El crecimiento de los países requiere de un proceso de inversión robusto, basado en instituciones que otorguen garantías a esos inversionistas. Son ellos quienes toman los riesgos financieros al impulsar proyectos, por lo que precisan de reglas que eviten la eventual discrecionalidad de las autoridades. Las inversiones tienden a crear mayor valor por unidad invertida si hacen uso de la ciencia de frontera, así como de las tecnologías e innovaciones asociadas a ella. En el mundo moderno ha quedado bien establecido que la creación de riqueza está íntimamente ligada al conocimiento que se incorpore a los bienes y servicios que la economía produce.

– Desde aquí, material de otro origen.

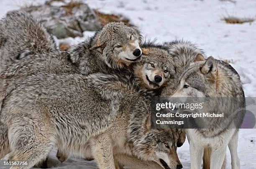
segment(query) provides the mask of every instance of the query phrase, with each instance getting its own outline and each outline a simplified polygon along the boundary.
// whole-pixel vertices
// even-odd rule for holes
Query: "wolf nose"
[[[140,56],[141,55],[141,50],[139,49],[136,49],[133,51],[133,54],[135,56]]]
[[[155,81],[156,82],[159,83],[162,81],[162,77],[159,75],[155,76]]]
[[[183,166],[182,164],[177,164],[177,169],[181,169],[183,168]]]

Por otra parte, la ciencia en general, y la de frontera en particular, se enseñan en los distintos programas universitarios, y su creación y desarrollo, así como su adaptación al mundo productivo, se despliegan en los institutos de investigación —además de en la interacción de estos con las empresas—, investigación que en Chile está radicada principalmente en las universidades. La capacidad que estas tengan para decidir los programas que deseen promover, las investigaciones que sus científicos logren impulsar, y las innovaciones a que ello dé lugar, todo efectuado en un ambiente de sana competencia por atraer talentos que desarrollen esas actividades y puedan exhibir progreso en sus resultados, es fundamental para que la conexión entre estas instituciones y el mundo productivo genere el círculo virtuoso de creación de valor que el mundo más desarrollado es capaz de mostrar.

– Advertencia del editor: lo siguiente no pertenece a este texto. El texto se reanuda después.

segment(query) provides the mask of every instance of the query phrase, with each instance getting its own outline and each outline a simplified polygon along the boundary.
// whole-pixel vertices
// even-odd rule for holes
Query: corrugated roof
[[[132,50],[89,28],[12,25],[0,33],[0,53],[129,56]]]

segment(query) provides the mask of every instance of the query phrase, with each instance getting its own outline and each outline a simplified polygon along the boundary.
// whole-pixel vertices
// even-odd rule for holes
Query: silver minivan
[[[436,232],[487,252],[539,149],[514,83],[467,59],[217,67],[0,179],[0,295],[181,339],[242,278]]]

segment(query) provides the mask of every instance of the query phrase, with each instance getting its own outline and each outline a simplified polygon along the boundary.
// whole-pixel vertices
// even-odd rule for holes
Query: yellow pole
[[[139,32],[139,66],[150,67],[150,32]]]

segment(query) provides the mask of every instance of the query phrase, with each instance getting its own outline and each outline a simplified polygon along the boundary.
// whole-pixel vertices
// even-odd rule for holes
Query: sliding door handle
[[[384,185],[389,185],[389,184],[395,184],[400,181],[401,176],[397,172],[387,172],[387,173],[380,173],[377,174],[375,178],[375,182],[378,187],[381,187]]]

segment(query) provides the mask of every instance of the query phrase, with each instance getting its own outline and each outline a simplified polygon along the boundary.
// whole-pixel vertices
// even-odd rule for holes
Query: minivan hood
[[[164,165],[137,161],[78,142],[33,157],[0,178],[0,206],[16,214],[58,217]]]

Sendos artículos publicados en este diario, uno por el presidente del Instituto de Chile y de la Academia de Ciencias, y otro por un grupo de connotados economistas, han abordado, desde distintos ángulos, lo indicado más arriba, tanto en lo que tiene que ver con la ciencia de frontera como con los problemas que genera para la autonomía de las universidades la propuesta del Gobierno para el financiamiento de la educación superior, FES. Resulta pertinente constatar las conexiones entre sus planteamientos y los desafíos que enfrenta el crecimiento del país hacia el futuro.

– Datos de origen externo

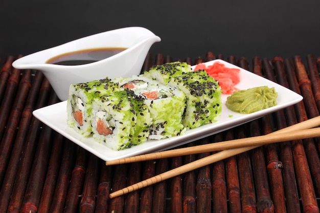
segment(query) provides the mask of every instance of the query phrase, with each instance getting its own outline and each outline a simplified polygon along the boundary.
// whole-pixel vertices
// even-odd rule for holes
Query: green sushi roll
[[[191,72],[193,70],[189,64],[177,61],[153,66],[148,71],[145,72],[143,75],[156,80],[162,84],[167,84],[172,78]]]
[[[93,100],[120,91],[118,83],[109,78],[70,85],[67,101],[67,124],[84,136],[92,134],[89,117]]]
[[[144,100],[152,119],[149,139],[171,137],[186,131],[182,120],[186,99],[181,90],[142,75],[121,79],[119,83],[123,89],[129,88]]]
[[[150,114],[129,89],[95,98],[91,117],[95,140],[114,150],[142,144],[149,136]]]
[[[181,90],[187,97],[183,124],[193,129],[213,123],[222,111],[222,91],[217,81],[205,70],[185,73],[172,79],[169,84]]]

En efecto, los economistas basan su argumentación en los hallazgos efectuados por el premio nobel de economía 2025 Philippe Aghion, quien ha mostrado que la educación universitaria y la investigación “pueden ser determinantes para que los países eleven su productividad y crezcan más rápidamente”. El mismo Aghion afirma que los sistemas universitarios son más exitosos cuando cuentan con alta autonomía institucional y compiten por recursos, estudiantes y talento académico. Por su parte, el presidente de la Academia de Ciencias constata que el país arrastra “problemas de gestión, discontinuidades programáticas y tiempos de respuesta incompatibles con la dinámica del sistema científico” en sus instituciones —el Ministerio de Ciencia, Tecnología, Conocimiento e Innovación y la Agencia Nacional de Investigación y Desarrollo— que conspiran en contra de la “oportunidad estratégica” que tiene Chile si aprovecha adecuadamente sus capacidades.
En el FES propuesto por el Gobierno, el financiamiento universitario queda estrechamente sujeto a la administración política de turno, las fuentes alternativas de financiamiento se limitan, la autorregulación es remplazada por reportes periódicos de diversa índole, y se restringe la libertad para fijar aranceles, todo lo cual tiende a ahogar la autonomía y a disminuir la competencia: precisamente los factores que contribuyen, según Aghion, a la excelencia del sistema.
Para retomar una senda de crecimiento sostenido en el tiempo, el país deberá impulsar la ciencia, tecnología, conocimiento e innovación con perseverancia y convicción, y modificar sustantivamente la forma en que ha estado concibiendo el financiamiento de sus universidades.